Tecniche miste per seni diversi, dall’abbondante al piccolo
Nella scelta del tipo di intervento da seguire va sempre considerata anche l’anatomia della mammella, cioè i tre tipi che abbiamo distinto sopra in base alla quantità di grasso.
Precisa Nava: “Il seno di tipo 3, in cui il grasso è abbondante, ci permette di usare sempre la tecnica pre-pettorale perché la cute è protetta dalla quantità di grasso già presente. Il tipo 2, in generale, richiede una tecnica chiamata “dual-plane”, cioè la protesi viene coperta nella parte superiore dal muscolo pettorale e nella parte inferiore da una specie di reggiseno interno fatto di maglie che possono essere sintetiche o biologiche. In questo caso, se la donna si deve sottoporre alla radioterapia, è possibile inserire la protesi, sempre ricoperta completamente di maglie, in posizione pre-pettorale”.
E se il grasso tra la cute e la ghiandola è minimo, qual è la soluzione migliore?

Ma cosa succede se la mammella è di tipo 1, cioè ha una ghiandola mammaria molto vicino alla pelle, con pochissimo grasso? “Questa – afferma il chirurgo – è la situazione più problematica. Se, infatti, inserissimo la protesi davanti al muscolo pettorale ci potrebbero essere serie complicanze, con il rischio aumentato di perdere la ricostruzione e quindi eseguire necessariamente più interventi per rimediare alla complicanza”.
Qual è quindi la soluzione?
“In linea generale, si utilizza la tecnica definita ‘two-stages’, perché l’intervento consiste in due fasi: in un primo momento – riferisce Nava – inseriamo sotto il muscolo pettorale una protesi a espansione, cioè non permanente. Dopo, utilizziamo il lipofilling per creare uno strato di grasso sufficiente in modo da poter rimuovere, in un secondo momento, l’espansore e inserire la protesi permanente. Questa tecnica permette di riportare lo spessore del grasso in proporzioni migliori”.

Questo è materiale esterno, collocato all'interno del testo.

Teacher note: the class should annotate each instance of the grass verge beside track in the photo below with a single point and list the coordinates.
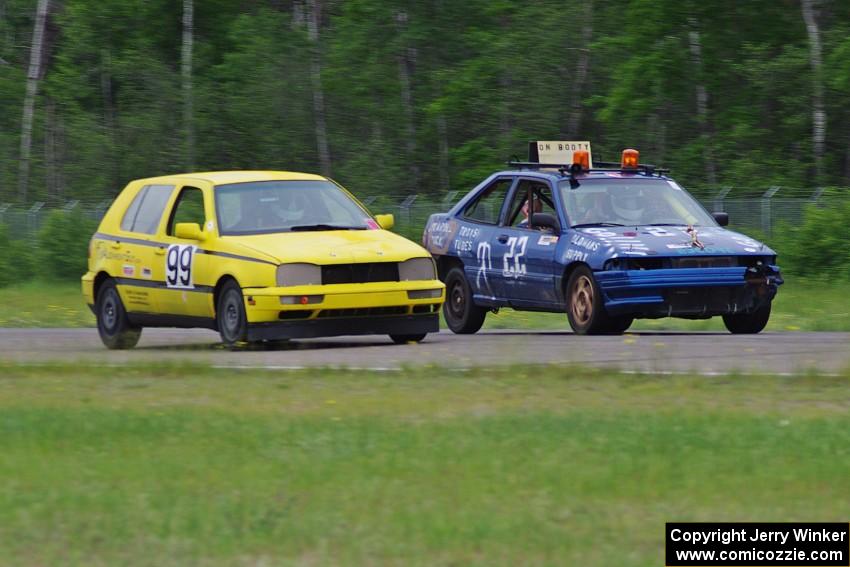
(187, 465)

Gli step fondamentali per un ricostruzione golden standard?
“Ad oggi non ci sono studi clinici randomizzati che ci permettono di trarre conclusioni scientificamente valide sulle tecniche di ricostruzione – afferma Nava, – ma se volessimo riassumere i punti fondamentali, emersi anche durante quest’ultimo congresso, sono sicuramente quattro e includono un processo decisionale sulle tecniche operatorie condiviso con la paziente in anticipo, la selezione di una chirurgia ‘su misura’ perché ogni donna ha proprie caratteristiche ed esigenze e non esiste una tecnica adatta a tutte, la conoscenza delle diverse tecniche di ricostruzione e dei vari materiali disponibili da parte degli specialisti e, infine, organizzare un follow-up appropriato perché la donna, una volta operata, deve essere seguita e controllata nel tempo”.